APODEV 5 mg/ml SOLUTION FOR INFUSION

Introduction

Package Leaflet: Information for the User

Apodev 5 mg/ml solution for infusion EFG

Apomorphine hydrochloride hemihydrate

Read all of this leaflet carefully before you start using this medicine because it contains important information for you.

• Keep this leaflet, you may need to read it again.
• If you have any further questions, ask your doctor or pharmacist.

• This medicine has been prescribed for you only. Do not pass it on to others. It may harm them, even if their signs of illness are the same as yours.
• If you get any side effects, talk to your doctor or pharmacist. This includes any possible side effects not listed in this leaflet. See section 4.

Contents of the pack

1. What is Apodev and what is it used for
2. What you need to know before you use Apodev
3. How to use Apodev
4. Possible side effects

5 Conservation of Apodev

1. Contents of the pack and further information

1. What is Apodev and what is it used for

Apomorphine hydrochloride belongs to a group of medicines known as dopamine agonists, which are used to treat Parkinson's disease. It helps to reduce the amount of time spent in an "off" state or immobility in people who have been previously treated for Parkinson's disease with levodopa and/or other dopamine agonists.

Your doctor or nurse will help you recognize the signs of when to use your medicine.

2. What you need to know before you use Apodev

Do not use Apodev

• if you are allergic to apomorphine or any of the other ingredients of this medicine (listed in section 6).
• if you are under 18 years old.
• if you have breathing difficulties or suffer from asthma.
• if you have dementia or Alzheimer's disease.
• if you suffer from confusion, hallucinations or any other similar problem.
• if you have liver problems.
• if you have severe hyperkinesia, which is called dyskinesia (involuntary movements), or abnormal muscle tension (called dystonia) due to treatment with levodopa.
• if you are taking ondansetron (a medicine to treat nausea and vomiting).

Warnings and precautions

Talk to your doctor before starting to use this medicine:

• if you or a member of your family has an abnormality of the electrocardiogram (ECG) called "long QT syndrome".
• if you have kidney problems.
• if you have lung problems.
• if you have heart problems.
• if you have low blood pressure or feel weak and dizzy when standing up.
• if you are taking any medicine to treat high blood pressure.
• if you feel sick or are being sick.
• if you are elderly or weak.
• if you have any mental disorder at the time of starting Apodev.
• if you are taking levodopa (another treatment for Parkinson's disease) in addition to apomorphine, your doctor should check your blood regularly.

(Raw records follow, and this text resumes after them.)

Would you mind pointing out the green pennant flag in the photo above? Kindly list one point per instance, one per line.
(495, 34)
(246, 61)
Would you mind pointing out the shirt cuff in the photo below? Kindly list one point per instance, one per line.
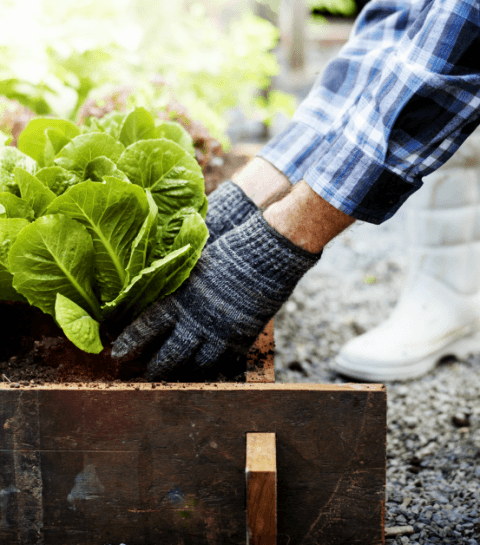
(356, 184)
(293, 151)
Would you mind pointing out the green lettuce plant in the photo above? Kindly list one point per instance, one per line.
(99, 221)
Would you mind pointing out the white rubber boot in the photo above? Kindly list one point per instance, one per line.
(438, 312)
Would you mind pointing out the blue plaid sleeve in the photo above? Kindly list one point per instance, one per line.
(395, 104)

Before using this medicine, your doctor will perform an ECG (electrocardiogram) and ask for a list of all other medicines you are taking. This ECG will be repeated in the first days of treatment and at any time if your doctor considers it necessary. Your doctor will also ask about other diseases you may have, particularly about your heart. Some of the questions and investigations may be repeated at each medical visit. If you experience symptoms that may come from the heart, such as palpitations, fainting or near-fainting, you should inform your doctor immediately. Also, if you experience diarrhea or start taking a new medicine, you should inform your doctor.

Tell your doctor if you or your family/caregiver notice that you are developing impulses or desires to behave in an unusual way for you and cannot resist the impulse, desire or temptation to perform certain activities that could harm yourself or others. These are called impulse control disorders and may include behaviors such as gambling addiction, overeating or overspending, abnormally high sexual desire or increased sexual thoughts or feelings. Your doctor may need to adjust or stop your dose.

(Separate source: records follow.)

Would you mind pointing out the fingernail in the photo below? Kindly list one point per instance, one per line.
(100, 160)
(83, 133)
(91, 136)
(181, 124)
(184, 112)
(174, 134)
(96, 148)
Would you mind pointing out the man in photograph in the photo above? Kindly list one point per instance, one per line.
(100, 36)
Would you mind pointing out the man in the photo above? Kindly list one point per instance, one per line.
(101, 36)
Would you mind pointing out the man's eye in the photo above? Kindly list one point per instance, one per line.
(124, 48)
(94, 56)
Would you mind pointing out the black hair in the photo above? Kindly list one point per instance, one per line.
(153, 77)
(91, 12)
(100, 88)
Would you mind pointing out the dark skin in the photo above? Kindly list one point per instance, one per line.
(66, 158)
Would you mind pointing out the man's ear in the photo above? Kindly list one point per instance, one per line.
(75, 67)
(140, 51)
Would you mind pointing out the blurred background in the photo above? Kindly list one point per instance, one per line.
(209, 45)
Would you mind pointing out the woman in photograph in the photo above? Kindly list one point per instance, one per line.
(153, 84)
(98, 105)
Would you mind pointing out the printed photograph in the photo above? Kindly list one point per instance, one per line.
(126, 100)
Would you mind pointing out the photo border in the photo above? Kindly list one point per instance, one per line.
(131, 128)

Some patients develop symptoms similar to those of addiction that lead to a compulsive desire to consume high doses of this medicine and other medicines used to treat Parkinson's disease.

If any of the above situations apply to you, inform your doctor or nurse.

Other medicines and Apodev

Tell your doctor or pharmacist if you are taking, have recently taken or might take any other medicines.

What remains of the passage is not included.